Okay, so the book’s cover may look like a scene out of a Pink Panther movie from the ’70s—a curvy blonde offering us a cocktail (which happens to be green)—but there’s nothing funny about the content of Detox Your World. In an engaging self-help tone, British raw food celebrity Shazzie provides a lengthy discussion about the toxins plaguing our current environment, inside and out, and how they’re making us (sometimes seriously) ill. Common household culprits include fluoride, ammonia, benzene, and acetone. Most important, she provides sound advice about avoiding and/or eradicating many of these dangers, through significantly altering our eating habits, but also through making choices like wearing organic cotton clothing and filling our homes with carbon-filtering plants.
Her biggest selling points: the clear skin, weight loss, ideal muscle tone, radically improved energy, and reduced stress that result from the effort of eliminating toxins from our bodies and surroundings. It’s hard not to pay attention.
Throughout this extremely practical manual, Shazzie shares valuable personal experiences—she’s been vegan since the mid-eighties, has eaten exclusively raw food since 2000, and sleeps on a magnetic bed. She discusses how cooking food changes it into substances our bodies cannot process or eliminate; the undeniable value in buying organic food—a pay-it-forward system that ensures access will only get less expensive as more people contribute; and how, once we taste unadulterated food the way nature intended, we appreciate its natural flavors and stop craving meals that make us feel bad. She acknowledges that a few of her methods for maintaining optimal health may be too hardcore for some: i.e., using her own urine to (successfully) eliminate a rash on her daughter’s back. But others, like enemas and a regular yoga practice, are more mainstream.
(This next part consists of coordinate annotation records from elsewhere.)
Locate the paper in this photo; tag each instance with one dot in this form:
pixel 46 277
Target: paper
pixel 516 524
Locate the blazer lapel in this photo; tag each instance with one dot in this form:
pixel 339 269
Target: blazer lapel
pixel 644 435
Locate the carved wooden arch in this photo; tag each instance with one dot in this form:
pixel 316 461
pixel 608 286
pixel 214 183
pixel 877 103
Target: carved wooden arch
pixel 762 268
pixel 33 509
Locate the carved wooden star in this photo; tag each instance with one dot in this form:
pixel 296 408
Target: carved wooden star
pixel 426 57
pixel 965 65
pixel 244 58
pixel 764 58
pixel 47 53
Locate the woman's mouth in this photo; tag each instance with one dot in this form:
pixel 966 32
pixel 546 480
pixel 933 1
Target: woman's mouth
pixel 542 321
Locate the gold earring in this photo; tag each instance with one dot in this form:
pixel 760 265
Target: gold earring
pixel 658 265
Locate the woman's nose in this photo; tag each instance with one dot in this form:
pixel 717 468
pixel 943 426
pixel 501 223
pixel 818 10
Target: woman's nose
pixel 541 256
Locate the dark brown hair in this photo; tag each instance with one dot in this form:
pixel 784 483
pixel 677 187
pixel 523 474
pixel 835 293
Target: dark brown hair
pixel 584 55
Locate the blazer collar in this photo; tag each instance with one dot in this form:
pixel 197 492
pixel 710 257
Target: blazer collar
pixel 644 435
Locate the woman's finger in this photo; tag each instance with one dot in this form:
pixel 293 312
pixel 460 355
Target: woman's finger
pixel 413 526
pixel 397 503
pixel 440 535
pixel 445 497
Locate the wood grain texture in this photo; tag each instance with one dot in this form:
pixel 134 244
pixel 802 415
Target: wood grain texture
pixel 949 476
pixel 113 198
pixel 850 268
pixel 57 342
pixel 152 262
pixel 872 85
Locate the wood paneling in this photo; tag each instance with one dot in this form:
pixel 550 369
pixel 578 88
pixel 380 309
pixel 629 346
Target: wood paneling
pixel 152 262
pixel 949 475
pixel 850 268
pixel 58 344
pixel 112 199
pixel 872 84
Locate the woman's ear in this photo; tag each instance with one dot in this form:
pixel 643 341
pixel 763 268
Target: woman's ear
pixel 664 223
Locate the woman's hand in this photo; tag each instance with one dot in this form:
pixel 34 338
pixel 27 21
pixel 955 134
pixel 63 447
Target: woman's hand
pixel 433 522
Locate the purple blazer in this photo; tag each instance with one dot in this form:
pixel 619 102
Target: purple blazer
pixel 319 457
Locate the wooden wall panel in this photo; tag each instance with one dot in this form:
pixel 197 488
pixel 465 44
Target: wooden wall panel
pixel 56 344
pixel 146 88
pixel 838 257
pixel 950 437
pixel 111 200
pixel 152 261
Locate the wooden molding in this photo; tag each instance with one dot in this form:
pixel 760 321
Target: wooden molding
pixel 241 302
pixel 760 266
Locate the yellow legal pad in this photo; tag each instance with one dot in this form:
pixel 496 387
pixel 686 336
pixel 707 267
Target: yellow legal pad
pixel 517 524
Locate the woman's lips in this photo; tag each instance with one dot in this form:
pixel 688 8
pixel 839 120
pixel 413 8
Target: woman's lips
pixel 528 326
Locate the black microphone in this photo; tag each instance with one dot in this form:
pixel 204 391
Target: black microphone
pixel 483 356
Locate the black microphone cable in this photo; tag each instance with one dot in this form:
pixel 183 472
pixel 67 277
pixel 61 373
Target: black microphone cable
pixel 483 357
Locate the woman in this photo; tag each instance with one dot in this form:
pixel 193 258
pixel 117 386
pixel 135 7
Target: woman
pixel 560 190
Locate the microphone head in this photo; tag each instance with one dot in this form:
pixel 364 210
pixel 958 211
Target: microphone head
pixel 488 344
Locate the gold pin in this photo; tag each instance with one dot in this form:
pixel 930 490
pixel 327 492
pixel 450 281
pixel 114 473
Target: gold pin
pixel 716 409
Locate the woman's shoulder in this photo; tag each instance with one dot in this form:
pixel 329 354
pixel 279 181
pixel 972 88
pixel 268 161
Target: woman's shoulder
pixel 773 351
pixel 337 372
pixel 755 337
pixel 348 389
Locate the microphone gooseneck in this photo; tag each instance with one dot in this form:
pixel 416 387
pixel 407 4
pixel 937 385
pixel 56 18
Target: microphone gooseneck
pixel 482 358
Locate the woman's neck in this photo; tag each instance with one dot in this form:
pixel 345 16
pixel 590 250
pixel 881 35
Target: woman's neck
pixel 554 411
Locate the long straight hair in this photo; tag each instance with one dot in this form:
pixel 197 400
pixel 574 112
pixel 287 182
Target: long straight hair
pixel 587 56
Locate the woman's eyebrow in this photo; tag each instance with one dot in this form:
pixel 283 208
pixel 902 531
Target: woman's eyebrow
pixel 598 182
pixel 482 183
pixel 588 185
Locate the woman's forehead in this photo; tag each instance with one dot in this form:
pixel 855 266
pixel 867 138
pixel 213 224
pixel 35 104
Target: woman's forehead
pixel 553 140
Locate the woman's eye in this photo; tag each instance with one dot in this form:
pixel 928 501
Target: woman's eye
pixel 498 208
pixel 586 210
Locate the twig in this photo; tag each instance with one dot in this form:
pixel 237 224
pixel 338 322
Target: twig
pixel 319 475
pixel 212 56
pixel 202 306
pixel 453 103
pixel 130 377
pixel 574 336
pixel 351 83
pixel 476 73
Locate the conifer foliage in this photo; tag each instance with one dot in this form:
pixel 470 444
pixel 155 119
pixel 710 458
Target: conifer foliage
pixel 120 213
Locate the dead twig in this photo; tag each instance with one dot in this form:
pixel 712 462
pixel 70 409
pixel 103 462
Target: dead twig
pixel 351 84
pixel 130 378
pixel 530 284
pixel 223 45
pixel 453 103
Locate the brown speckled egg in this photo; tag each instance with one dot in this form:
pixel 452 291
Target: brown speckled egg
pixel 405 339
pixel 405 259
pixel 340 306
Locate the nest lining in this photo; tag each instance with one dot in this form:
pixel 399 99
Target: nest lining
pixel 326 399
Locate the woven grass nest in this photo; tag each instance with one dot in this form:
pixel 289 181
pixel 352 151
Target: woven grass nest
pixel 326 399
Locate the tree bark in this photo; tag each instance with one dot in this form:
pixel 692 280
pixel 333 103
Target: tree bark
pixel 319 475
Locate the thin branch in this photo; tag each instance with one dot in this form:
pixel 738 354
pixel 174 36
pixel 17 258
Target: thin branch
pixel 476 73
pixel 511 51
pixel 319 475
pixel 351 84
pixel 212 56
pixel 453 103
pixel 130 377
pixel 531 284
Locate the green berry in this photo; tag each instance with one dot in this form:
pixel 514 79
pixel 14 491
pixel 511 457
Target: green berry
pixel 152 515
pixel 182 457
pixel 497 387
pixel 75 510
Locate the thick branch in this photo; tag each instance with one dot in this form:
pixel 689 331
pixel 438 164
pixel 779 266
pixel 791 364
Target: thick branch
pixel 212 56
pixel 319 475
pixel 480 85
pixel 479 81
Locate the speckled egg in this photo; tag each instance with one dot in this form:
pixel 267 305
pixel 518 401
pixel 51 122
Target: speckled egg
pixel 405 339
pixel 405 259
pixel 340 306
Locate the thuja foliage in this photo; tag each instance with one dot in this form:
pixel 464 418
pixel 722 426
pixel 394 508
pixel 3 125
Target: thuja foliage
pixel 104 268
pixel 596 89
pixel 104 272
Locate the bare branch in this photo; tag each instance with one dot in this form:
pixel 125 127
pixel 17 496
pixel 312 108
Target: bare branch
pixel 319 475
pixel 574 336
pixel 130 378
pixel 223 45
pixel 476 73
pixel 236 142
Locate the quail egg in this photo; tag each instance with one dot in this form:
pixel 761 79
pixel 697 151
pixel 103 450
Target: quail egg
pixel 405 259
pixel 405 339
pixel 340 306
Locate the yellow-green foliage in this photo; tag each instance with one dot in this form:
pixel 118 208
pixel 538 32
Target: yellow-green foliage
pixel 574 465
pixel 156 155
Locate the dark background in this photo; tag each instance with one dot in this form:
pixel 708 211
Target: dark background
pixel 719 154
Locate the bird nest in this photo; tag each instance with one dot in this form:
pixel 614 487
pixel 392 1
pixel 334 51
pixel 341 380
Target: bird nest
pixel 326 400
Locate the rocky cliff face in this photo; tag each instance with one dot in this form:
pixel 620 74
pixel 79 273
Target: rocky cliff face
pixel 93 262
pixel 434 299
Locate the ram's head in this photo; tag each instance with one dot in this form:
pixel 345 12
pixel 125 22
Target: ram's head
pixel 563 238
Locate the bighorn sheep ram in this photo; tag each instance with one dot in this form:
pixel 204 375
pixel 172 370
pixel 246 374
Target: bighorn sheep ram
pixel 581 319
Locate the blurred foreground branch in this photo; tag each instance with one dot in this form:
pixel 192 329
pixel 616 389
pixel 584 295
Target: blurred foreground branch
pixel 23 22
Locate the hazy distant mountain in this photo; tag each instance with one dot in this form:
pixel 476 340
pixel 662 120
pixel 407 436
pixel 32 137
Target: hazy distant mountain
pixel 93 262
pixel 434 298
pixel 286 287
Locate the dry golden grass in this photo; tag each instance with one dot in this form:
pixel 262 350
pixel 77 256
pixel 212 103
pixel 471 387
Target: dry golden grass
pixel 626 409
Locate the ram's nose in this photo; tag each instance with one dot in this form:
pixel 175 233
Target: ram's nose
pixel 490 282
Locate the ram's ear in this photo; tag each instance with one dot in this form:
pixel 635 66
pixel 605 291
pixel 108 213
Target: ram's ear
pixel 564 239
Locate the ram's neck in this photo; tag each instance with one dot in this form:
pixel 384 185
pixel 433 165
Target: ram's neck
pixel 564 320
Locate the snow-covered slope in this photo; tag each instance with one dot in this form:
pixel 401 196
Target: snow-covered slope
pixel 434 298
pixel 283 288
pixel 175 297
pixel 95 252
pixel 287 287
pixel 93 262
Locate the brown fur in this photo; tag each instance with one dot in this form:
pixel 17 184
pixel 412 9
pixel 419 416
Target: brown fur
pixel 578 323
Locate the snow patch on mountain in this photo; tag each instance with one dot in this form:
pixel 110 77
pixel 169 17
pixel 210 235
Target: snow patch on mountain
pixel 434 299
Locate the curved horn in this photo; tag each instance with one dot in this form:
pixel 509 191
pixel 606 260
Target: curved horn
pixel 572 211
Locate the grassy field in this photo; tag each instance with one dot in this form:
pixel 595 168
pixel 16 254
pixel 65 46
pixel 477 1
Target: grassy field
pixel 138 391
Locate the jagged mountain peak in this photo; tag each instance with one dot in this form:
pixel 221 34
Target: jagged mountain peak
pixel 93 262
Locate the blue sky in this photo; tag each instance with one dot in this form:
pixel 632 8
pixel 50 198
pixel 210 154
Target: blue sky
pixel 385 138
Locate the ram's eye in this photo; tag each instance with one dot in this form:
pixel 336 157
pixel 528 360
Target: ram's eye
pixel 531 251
Chapter headings progress according to the logic of Shazzie’s story: Your Toxic World, Detox Helpers, Detox Food Superstars, Success Stories, and, finally, The Recipes—nearly eighty pages of recipes (including Mousse de Naranja and Yellow Pepper and Almond Soup), plus menus.
While not unique, Shazzie’s message is comprehensive and convincing. And, if at times her logic doesn’t dig very deep: “Do you see animals cooking their food?” it doesn’t necessarily have to: her results, and the testimonials of her followers, speak for themselves. Not a believer in diets, which she considers temporary fixes, the author comes across as someone who, through a lot of research and effort, has found her own way to fine health and wants to be a catalyst for our journey, as well. Her other four books include the tantalizingly titled Naked Chocolate. Shazzie’s television program, “Raw Kitchen,” may be viewed online at the activechannel.com.
As a longtime vegan/vegetarian and a recent arrival to the green juice revolution myself, Shazzie’s book is a most welcome addition to my kitchen shelves.